The dispute centred on whether someone with a gender recognition certificate recognising their gender as female should be treated as a woman under the 2010 Act.
First Minister John Swinney has said he accepts the court's ruling and the Government is in discussion with the Equality and Human Rights Commission about its implications for the Scottish public sector.
For Women Scotland had brought a series of challenges over the definition of 'woman' in Scottish legislation mandating 50% female representation on public boards.
The last step of these ended in the Supreme Court ruling, which the campaign group's supporters hailed as a 'watershed for women'.

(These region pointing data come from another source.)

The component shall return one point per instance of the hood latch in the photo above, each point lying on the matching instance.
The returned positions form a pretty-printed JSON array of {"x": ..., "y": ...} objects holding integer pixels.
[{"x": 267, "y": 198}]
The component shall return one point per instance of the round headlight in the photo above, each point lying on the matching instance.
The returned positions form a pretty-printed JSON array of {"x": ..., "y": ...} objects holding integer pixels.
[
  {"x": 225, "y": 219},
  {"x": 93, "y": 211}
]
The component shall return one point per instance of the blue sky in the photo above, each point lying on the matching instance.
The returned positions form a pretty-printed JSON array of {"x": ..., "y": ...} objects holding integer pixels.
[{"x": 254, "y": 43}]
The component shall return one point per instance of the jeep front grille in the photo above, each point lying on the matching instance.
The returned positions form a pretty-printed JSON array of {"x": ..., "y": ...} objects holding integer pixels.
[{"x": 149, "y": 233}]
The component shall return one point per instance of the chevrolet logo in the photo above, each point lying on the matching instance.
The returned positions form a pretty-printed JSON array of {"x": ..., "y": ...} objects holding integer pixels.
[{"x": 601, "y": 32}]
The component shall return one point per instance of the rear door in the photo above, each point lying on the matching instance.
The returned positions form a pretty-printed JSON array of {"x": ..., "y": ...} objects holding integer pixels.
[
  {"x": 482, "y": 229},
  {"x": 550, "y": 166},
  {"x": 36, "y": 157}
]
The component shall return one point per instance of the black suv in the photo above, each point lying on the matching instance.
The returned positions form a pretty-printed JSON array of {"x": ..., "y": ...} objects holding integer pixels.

In the freedom of information response, the Scottish Government indicated the total bill may rise further than £157,816 as final costs have not been decided.
The bulk of the sum was taken up by 'counsel fees'.
Conservative MSP Tess White said: 'It will rightly stick in the throat of taxpayers that they are picking up a huge legal tab for the SNP's needless and humiliating court defeat.
'John Swinney's party threw good money after bad in a doomed attempt to defend their reckless gender policy which betrayed women.
'They dug their heels in defending the indefensible to the highest court in the land, instead of accepting that gender self-ID was a dangerous fallacy that ignored the legal rights of women and girls.'
The Scottish Government has been approached for comment.